There's probably pretty good reason this specific bit went open source. The vision tracking community usually tends to make leaps and bounds on open source projects. People will easily be downloading openCV and modifying it in different ways for their home projects. These modifications will then be usefull to darpa.
Considering that the vision tracking isn't a core function of one of their devices they probably aren't as interested in hoarding it. Why not let some other people do the work?
It's worth pointing out that the U.S. Department of Defense, including DARPA, has a long history of using and actively supporting free and open source software. Here's what the CIO of the DoD says if you don't believe me (the last link there is a report I wrote):
Open source licensing is an amazingly effective way to build up communities that enable innovation for everyone, including for example anyone with an iPhone or Android in their pocket. The trick to staying competitive in software, whether in the commercial market or in the military, is not to retreat inside of some tiny shell of "owned" developers only, but using those developers to help you ride at very edge of the wave of fast-moving innovation that emerges when you start letting everyone contribute their small piece to a puzzle that everyone wants solved. I flatly assure you that if open source had been banned rather than embraced by the U.S. Department of Defense ten years ago, the phone you are now carrying would be as dumb as a stump.

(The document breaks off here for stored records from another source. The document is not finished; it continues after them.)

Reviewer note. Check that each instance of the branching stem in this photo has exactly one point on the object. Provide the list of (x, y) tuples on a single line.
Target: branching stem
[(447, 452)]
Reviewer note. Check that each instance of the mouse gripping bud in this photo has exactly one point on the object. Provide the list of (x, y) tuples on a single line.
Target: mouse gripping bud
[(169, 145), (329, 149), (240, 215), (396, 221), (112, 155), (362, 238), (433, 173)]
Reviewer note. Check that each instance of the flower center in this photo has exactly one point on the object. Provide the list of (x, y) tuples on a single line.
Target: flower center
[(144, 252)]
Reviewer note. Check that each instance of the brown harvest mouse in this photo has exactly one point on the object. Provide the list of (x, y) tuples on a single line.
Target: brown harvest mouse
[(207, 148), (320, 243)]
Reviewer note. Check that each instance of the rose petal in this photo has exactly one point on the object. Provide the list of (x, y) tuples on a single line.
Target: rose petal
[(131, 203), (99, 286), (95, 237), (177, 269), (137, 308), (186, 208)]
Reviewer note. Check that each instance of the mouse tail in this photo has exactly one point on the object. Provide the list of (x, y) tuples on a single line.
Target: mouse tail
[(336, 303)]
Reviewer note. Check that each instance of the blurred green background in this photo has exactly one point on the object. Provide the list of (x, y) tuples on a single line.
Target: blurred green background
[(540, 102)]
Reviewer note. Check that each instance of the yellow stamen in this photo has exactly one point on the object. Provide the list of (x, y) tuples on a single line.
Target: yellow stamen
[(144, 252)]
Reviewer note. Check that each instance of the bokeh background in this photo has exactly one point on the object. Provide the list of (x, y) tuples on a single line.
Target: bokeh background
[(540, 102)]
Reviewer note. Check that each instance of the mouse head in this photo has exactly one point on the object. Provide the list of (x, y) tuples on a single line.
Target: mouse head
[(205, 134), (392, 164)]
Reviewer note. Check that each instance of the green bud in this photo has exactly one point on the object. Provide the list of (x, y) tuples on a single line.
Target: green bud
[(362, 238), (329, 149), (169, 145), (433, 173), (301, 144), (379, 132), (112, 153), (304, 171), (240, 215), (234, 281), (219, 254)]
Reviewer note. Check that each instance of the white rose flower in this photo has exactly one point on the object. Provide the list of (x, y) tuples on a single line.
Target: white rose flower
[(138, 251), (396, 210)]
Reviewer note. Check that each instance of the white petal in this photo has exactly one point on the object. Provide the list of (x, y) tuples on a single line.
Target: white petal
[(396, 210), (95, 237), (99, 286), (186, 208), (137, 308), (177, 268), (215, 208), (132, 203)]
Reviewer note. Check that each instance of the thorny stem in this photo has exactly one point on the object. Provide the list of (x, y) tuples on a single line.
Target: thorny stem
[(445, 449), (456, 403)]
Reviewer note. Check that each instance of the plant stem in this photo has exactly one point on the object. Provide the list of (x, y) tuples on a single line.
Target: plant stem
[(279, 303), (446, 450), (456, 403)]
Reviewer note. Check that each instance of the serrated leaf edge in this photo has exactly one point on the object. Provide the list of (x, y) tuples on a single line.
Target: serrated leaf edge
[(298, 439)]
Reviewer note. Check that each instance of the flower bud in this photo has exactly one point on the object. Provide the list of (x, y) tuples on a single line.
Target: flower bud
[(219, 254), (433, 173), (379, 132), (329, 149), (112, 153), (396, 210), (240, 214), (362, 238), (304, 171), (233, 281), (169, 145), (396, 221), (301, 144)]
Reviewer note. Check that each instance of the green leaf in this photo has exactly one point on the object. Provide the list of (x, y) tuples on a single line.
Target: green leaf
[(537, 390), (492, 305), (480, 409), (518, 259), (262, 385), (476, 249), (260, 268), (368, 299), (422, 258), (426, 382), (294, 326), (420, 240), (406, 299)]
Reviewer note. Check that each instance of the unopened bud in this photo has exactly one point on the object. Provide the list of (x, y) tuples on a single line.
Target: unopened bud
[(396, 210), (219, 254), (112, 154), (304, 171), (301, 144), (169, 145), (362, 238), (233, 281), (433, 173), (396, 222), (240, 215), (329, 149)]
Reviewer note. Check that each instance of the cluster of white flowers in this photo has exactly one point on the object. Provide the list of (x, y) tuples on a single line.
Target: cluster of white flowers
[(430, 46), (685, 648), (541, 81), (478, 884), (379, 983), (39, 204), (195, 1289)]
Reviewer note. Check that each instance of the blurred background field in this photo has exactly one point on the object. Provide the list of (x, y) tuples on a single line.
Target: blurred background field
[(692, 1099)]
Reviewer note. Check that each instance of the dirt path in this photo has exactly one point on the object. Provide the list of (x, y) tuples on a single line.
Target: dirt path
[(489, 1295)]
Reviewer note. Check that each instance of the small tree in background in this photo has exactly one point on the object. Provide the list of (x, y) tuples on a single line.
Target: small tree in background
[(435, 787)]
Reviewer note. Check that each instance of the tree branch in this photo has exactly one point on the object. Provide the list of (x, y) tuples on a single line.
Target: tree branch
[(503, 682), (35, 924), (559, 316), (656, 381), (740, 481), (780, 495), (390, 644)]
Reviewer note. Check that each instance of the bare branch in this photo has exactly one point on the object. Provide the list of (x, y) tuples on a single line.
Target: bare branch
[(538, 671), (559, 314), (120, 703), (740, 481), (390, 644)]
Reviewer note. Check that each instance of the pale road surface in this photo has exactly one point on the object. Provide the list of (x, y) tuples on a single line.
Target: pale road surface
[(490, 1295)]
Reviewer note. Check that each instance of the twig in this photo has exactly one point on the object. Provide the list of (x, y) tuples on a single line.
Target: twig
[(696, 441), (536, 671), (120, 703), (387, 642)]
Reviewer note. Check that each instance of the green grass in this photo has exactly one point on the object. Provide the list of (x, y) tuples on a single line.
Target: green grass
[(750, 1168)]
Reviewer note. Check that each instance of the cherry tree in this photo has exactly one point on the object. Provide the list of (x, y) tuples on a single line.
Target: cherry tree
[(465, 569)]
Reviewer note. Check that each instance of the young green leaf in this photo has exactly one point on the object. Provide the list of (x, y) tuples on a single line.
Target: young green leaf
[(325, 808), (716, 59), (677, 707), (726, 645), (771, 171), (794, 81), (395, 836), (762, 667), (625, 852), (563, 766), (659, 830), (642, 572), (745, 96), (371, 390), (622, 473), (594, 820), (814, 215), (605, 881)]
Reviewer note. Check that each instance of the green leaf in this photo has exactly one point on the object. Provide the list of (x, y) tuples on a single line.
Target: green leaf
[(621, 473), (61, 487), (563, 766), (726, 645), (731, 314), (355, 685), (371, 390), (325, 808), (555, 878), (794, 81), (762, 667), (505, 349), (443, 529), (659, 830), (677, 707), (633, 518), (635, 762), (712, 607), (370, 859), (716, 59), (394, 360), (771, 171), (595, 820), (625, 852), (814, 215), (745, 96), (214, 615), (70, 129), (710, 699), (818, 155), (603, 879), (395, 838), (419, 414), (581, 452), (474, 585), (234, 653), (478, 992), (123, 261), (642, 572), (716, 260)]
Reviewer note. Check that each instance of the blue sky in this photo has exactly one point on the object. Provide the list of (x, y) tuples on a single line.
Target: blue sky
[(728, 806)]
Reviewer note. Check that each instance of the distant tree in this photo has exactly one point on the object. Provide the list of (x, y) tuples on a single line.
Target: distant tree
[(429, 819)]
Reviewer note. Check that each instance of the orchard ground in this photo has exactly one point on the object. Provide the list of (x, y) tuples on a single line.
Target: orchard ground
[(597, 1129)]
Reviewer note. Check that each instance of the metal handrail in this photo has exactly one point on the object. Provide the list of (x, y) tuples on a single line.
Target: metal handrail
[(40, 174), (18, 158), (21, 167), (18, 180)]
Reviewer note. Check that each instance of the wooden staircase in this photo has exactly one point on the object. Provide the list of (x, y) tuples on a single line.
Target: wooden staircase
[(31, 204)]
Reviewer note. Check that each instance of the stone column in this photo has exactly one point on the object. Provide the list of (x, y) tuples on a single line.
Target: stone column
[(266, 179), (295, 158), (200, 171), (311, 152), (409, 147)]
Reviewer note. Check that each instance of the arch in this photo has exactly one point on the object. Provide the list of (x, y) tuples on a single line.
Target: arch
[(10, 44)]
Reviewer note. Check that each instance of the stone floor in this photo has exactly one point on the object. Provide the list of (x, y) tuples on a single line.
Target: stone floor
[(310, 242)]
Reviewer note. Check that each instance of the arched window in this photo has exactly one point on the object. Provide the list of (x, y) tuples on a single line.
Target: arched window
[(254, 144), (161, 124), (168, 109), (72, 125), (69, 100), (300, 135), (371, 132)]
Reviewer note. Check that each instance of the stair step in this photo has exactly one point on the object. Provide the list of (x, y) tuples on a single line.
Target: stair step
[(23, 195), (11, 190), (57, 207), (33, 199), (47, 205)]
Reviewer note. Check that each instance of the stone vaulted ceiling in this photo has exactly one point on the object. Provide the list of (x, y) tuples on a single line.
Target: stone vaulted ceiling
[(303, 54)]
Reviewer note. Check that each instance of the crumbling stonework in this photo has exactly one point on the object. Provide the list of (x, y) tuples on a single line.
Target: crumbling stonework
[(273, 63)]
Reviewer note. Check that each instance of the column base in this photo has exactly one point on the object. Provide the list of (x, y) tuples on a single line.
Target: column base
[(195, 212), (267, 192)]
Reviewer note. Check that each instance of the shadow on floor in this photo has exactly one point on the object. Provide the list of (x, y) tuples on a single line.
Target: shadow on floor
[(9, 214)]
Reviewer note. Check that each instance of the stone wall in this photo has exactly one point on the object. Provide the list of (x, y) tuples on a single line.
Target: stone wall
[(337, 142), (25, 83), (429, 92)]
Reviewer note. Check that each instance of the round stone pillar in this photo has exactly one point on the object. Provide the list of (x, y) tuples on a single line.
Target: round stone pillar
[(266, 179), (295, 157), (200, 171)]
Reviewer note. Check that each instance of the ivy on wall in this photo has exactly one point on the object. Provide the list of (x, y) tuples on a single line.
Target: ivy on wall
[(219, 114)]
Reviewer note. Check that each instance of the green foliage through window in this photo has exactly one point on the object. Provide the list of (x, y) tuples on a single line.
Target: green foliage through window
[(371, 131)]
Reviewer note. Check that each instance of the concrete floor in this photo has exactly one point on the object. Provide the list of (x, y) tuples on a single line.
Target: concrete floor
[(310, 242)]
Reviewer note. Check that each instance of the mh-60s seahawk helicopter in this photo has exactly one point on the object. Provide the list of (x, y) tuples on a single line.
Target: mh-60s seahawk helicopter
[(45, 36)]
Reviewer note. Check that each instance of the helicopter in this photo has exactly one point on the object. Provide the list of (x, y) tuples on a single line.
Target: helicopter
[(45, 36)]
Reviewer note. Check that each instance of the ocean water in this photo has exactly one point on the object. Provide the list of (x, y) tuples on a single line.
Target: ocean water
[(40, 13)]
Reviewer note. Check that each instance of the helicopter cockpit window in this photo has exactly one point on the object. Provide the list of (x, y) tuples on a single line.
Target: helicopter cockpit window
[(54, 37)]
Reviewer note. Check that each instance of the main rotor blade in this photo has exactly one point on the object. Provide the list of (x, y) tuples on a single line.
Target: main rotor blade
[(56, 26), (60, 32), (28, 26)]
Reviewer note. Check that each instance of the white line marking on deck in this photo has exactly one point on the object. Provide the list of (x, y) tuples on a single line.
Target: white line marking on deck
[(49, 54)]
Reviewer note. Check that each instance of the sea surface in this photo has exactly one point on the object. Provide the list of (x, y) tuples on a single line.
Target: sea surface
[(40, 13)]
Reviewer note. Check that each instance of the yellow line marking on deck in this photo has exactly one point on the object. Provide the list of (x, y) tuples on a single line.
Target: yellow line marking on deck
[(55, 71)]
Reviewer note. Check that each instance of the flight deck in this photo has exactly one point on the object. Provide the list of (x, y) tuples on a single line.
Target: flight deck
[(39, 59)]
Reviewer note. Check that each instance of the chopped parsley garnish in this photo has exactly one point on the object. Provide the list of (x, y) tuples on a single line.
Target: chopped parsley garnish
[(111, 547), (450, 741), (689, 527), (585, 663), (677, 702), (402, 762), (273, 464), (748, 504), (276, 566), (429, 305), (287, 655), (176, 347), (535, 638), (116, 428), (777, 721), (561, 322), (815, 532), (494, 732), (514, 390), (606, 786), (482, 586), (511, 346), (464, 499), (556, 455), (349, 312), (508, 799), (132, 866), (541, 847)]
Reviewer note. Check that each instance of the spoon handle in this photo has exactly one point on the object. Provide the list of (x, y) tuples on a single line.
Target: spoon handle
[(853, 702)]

I'm glad you pointed that out! It has long been a peculiar point that many just get confused about. Yes, the DoD crowdsources. I've heard many people express concern that their work will go into military technology, though. It is a legitimate concern and I really don't know what to tell them when they bring it up.
I've interacted in the past with a number of those communities that are leary of DoD work, and our approach has always been to be very respectful of their views. Truly free and open source software is available to everyone globally, and it's important to keep in mind both when creating it and when using it that it's not just defense groups that could use it in ways you might not agree to personally. Also, unlike the U.S. DoD, some of those other groups could care less what you think about how your software gets used.
For just such reasons I'm a strong advocate in both commercial and military software of the pyramid model: Use open source for your broad base of infrastructure (exactly as is done in iPhones and Androids), but keep the much smaller set of truly key algorithms or software that you either value or don't want spread about either under proprietary license or not distributed at all (again, exactly as in iPhones and Androids, with iPhones keeping that chunk a lot larger).
Using the pyramid model keeps you from wasting very costly human-based programming and verification resources mostly to maintain some enormous Windows-scale code base that doesn't really provide you with anything unique. Instead, it lets you focus your best people on solving hard problems that will make your product truly unique. They will be happier, and you will make more money.
Keeping key parts to yourself also enables you to keep your parts of the software from being used in ways you may not desire, such as military applications. (And don't forget those other global players who will be a lot less nice about respecting your desires for how your software is used.)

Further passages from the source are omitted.